When I hear someone say FKTs miss the point of the trail, I can’t help but wonder if they believe we consider fast efforts superior to other ways of being outdoors. Nothing could be further from the truth, for me or for many of the athletes I talked to.
“Everyone is allowed to have the experience that is meaningful to them,” says Feinson. “In life, and especially on a trail as sacred as the Long Trail.”
FKTs require training, and the countless days of running, hiking, and camping necessary to prepare for a record attempt look pretty similar to the ways most other people use the trail. My FKTs were more meaningful to me because I had already connected with those landscapes. I completed most of the Colorado Trail in 2018 during a Continental Divide Trail thru-hike, and my record attempt two years later allowed me to reconnect with my former self.
My connection to the Long Trail is as old as I am: I grew up at the base of Bolton Mountain, whose ridgeline the Long Trail traverses. During my record attempt, I ran along the horizon of my childhood world. Yes, vanity got me onto the trail, but it’s equally true that the Long Trail enticed me because I wanted to access that ineffable mental state that comes with extreme physical exertion while immersed in a landscape that meant so much to me.

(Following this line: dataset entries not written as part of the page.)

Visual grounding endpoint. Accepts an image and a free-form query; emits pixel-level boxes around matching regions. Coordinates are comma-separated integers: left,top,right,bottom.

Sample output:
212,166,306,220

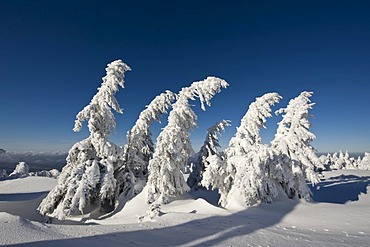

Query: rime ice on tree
188,119,230,190
271,91,321,200
114,90,176,200
225,93,281,206
124,90,176,178
203,93,281,207
146,77,229,204
38,60,131,220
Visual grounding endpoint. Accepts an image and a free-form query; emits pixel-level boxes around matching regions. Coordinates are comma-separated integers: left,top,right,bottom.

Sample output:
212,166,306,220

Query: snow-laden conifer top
73,60,131,137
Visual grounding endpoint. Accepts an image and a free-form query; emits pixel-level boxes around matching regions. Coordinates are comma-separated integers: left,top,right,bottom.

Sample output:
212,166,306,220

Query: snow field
0,170,369,246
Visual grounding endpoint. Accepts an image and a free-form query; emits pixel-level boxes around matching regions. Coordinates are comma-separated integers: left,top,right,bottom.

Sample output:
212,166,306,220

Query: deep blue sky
0,0,369,153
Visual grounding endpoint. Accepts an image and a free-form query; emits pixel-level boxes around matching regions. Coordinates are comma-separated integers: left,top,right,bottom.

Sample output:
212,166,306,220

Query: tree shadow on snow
6,199,298,247
0,191,50,201
310,174,370,204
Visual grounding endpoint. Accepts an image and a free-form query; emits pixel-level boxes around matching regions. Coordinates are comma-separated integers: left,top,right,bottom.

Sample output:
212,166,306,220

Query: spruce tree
187,119,230,190
204,93,281,207
270,91,321,200
114,90,175,200
146,76,229,204
38,60,131,220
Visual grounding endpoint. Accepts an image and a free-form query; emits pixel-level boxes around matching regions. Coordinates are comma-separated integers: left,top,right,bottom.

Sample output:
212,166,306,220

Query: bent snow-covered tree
147,77,229,204
203,93,281,207
114,90,176,200
270,91,321,200
225,93,281,207
38,60,131,220
187,119,230,190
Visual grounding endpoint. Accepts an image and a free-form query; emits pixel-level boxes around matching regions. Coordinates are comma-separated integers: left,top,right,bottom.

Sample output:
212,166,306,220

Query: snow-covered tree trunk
270,91,321,201
38,60,131,220
147,76,229,204
187,119,230,190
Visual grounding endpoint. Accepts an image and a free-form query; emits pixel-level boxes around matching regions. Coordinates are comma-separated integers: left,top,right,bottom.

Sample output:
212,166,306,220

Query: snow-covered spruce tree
335,151,347,170
147,77,229,204
187,119,231,190
358,152,370,170
114,90,176,199
38,60,131,220
270,91,321,200
340,151,354,169
9,161,29,178
204,93,282,207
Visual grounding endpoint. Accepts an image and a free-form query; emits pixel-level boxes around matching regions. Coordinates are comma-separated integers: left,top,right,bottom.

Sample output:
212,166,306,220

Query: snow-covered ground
1,170,369,246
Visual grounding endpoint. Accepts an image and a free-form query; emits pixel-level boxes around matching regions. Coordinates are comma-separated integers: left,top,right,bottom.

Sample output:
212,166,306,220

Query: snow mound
0,177,57,221
0,212,64,245
97,186,229,225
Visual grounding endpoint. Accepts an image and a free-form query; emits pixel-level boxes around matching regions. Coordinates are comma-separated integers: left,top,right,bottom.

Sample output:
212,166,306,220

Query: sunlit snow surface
0,170,369,246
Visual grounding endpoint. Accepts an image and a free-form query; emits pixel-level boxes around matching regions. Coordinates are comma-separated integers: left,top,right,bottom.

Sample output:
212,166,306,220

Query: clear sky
0,0,369,153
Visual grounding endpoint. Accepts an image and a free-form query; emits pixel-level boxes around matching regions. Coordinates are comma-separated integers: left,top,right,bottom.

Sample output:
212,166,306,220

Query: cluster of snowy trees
200,92,321,207
37,59,333,220
0,161,60,179
319,151,370,170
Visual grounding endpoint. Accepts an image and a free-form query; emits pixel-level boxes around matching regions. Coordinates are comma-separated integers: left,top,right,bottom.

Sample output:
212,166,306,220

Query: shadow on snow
6,200,298,246
310,174,370,204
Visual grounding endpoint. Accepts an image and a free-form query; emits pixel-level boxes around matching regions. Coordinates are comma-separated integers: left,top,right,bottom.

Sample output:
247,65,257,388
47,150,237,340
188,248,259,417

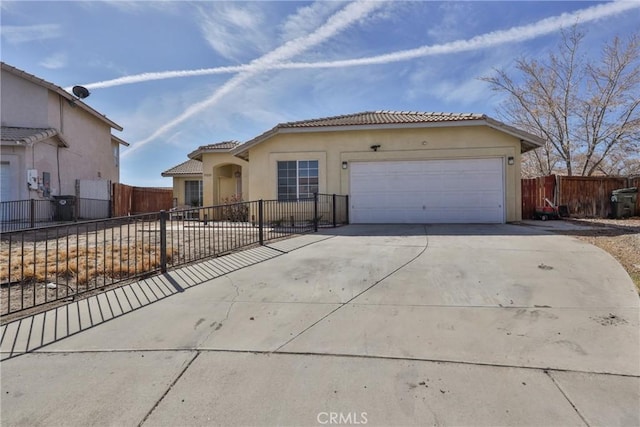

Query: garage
350,158,505,224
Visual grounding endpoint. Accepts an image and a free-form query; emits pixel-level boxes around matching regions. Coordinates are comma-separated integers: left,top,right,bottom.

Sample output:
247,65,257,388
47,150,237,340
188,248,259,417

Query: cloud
122,0,385,158
427,2,477,43
279,1,346,41
197,2,271,61
279,0,640,69
95,0,182,14
39,52,67,69
79,0,640,92
1,24,61,44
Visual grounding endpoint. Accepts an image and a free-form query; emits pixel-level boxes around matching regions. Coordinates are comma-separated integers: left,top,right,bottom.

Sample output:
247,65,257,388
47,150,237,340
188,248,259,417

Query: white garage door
350,159,505,224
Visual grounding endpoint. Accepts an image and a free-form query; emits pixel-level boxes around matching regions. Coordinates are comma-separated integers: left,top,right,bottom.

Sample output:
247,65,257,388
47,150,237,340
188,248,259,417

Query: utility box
53,195,76,221
610,187,637,219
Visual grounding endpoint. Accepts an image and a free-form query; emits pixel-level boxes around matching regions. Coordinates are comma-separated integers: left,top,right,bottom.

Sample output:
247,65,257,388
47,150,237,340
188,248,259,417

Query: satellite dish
72,86,90,99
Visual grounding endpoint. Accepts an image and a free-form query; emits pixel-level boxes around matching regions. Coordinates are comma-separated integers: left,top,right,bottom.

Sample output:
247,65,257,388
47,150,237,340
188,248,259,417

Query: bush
221,195,249,222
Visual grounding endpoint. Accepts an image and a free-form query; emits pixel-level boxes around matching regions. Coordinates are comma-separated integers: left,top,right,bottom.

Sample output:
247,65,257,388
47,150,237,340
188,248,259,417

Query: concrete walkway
1,224,638,426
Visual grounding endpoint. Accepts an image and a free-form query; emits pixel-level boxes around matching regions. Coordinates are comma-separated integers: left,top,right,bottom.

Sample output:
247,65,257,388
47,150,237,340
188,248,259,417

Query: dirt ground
557,217,640,290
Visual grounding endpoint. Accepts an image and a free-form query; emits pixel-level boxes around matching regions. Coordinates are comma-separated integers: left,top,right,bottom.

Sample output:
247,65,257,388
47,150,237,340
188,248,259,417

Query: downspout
57,95,64,194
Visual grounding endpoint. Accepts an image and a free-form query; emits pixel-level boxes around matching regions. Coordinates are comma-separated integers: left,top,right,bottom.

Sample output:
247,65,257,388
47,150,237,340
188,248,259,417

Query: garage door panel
350,159,504,224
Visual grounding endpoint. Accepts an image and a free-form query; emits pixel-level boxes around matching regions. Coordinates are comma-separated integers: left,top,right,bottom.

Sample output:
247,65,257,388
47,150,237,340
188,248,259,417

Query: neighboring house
161,158,203,208
166,111,544,224
0,62,128,204
162,141,248,208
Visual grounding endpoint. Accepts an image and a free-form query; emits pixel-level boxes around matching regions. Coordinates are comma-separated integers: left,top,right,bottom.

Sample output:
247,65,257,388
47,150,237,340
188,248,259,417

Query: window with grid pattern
277,160,318,200
184,180,203,206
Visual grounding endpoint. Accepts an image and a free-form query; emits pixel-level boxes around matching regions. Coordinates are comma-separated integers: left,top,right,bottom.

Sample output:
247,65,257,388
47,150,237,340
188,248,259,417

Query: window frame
277,160,319,201
184,180,203,207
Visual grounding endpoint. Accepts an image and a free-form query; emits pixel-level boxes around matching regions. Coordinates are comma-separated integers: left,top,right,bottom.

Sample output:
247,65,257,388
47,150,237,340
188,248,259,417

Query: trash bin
53,195,76,221
610,187,637,219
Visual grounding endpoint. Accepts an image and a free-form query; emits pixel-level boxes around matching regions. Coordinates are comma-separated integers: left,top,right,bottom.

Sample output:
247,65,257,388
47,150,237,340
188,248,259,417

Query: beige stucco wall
200,152,249,207
47,91,120,192
1,68,121,202
1,71,49,127
244,125,523,222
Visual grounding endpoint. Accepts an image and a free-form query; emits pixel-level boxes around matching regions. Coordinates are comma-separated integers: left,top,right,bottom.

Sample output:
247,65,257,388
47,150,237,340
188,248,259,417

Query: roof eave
231,115,546,158
161,172,202,177
230,126,291,160
1,128,69,148
111,134,130,147
187,149,203,161
482,117,545,153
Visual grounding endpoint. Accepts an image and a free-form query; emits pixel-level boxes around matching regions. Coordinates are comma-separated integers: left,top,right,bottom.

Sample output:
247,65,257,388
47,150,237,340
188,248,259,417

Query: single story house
164,111,544,224
162,141,248,208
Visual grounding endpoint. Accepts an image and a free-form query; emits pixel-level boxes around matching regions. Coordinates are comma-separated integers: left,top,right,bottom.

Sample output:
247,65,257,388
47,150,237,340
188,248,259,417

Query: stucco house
0,62,128,204
162,141,248,208
164,111,544,224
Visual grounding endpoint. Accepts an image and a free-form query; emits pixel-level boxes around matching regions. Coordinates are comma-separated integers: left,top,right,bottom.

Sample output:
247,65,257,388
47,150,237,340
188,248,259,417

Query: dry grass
0,243,175,285
1,219,267,317
0,242,176,316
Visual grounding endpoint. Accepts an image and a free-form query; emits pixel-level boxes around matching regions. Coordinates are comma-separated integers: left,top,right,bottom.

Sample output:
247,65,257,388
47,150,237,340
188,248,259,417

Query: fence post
345,195,349,224
258,200,264,245
30,199,35,228
159,210,168,273
332,194,337,227
313,193,319,232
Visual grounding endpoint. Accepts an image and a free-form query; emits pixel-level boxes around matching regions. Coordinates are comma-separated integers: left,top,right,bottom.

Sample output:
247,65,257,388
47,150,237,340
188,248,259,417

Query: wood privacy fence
112,183,173,216
521,175,557,220
521,175,640,218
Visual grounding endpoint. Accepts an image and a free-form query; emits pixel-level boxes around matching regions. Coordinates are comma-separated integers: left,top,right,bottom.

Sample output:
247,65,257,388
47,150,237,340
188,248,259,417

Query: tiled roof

The morning before I got trench foot, I reached an outcropping and looked out across the Green Mountains. Wisps of fog were rising from the valley between rain showers. The sky was a flat mass of clouds except one perfect, tiny circle of sun. The glacier-carved ridges, the lush green forest, the schist under my feet worn smooth by generations of hikers: the view elicited something deep within me, a profound recognition and comfort. I was home.
At Rolston Rest, sleep deprived and starving, my feet a mess, I thought of that view. I thought of how much I had left to learn about my body and mind, how much the Long Trail still had to teach me. And like anyone else who goes outdoors, I made the choice that was meaningful to me at the time. I kept running.